Na semana passada, publicamos trechos da entrevista que Elton John e Lana del Rey concederam à "Rolling Stone", para a edição especial "Musicians on Musicians". Outro dos encontros produzidos para a revista americana foi entre os bateristas Dave Grohl, líder dos Foo Fighters e ex-integrante do Nirvana, e Ringo Starr, dos Beatles.

As estrelas do rock, de respectivamente 50 e 79 anos, conversaram sobre a vida após o fim de suas bandas, e a respeito das perdas de parceiros musicais queridos, como Kurt Cobain (1967-1994), John Lennon (1940-1980) e George Harrison (1943-2001).

Durante o bate-papo, os dois mostraram entrosamento, uma vez que se conheceram em 2013 e, desde então, são grandes amigos. Ringo já fotografou a banda de Dave para o disco "Sonic Highways", de 2014. O líder dos Foo Fighters, por sua vez, aprendeu a tocar violão usando um livro ilustrativo dos Beatles.

Falando sobre perdas, Ringo disse que, quando John Lennon faleceu, ele estava nas Bahamas. "Recebi um telefonema dos meus enteados em Los Angeles, dizendo: 'Algo aconteceu com John'. E em pouco depois eles me ligaram de novo: 'John morreu'", relembrou o músico. "Eu não soube como agir. Ainda fico revoltado quando penso que um idiota atirou nele", completou o baterista, referindo-se ao assassino do amigo, Mark David Chapman.

No mesmo dia, Ringo pegou um voo direto para Nova York. "Fomos até o apartamento (de John e Yoko Ono) e perguntamos: 'Há algo que possamos fazer?'. E Yoko disse: 'Brinque um pouco com Sean (filho do casal). Mantenha-o ocupado'. Foi isso que fiquei fazendo", explicou.
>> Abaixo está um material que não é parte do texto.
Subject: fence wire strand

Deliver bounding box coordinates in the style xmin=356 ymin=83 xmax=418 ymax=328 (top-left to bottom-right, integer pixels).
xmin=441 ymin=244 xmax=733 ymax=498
A morte de George Harrison atingiu Ringo da mesma forma. Ao tentar revelar suas lembranças, o músico chorou. "George ficou doente por um tempo. Eu tive que ir para Boston encontrar a minha filha, e disse a ele: 'Preciso ir por um tempo'. E ele estava prestes a morrer, mas me falou: 'Você quer que eu vá com você?'. Quantas pessoas se doam assim?", se perguntou. "Nós quatro éramos ótimos amigos, com alguns probleminhas menores", avaliou a relação dos Beatles.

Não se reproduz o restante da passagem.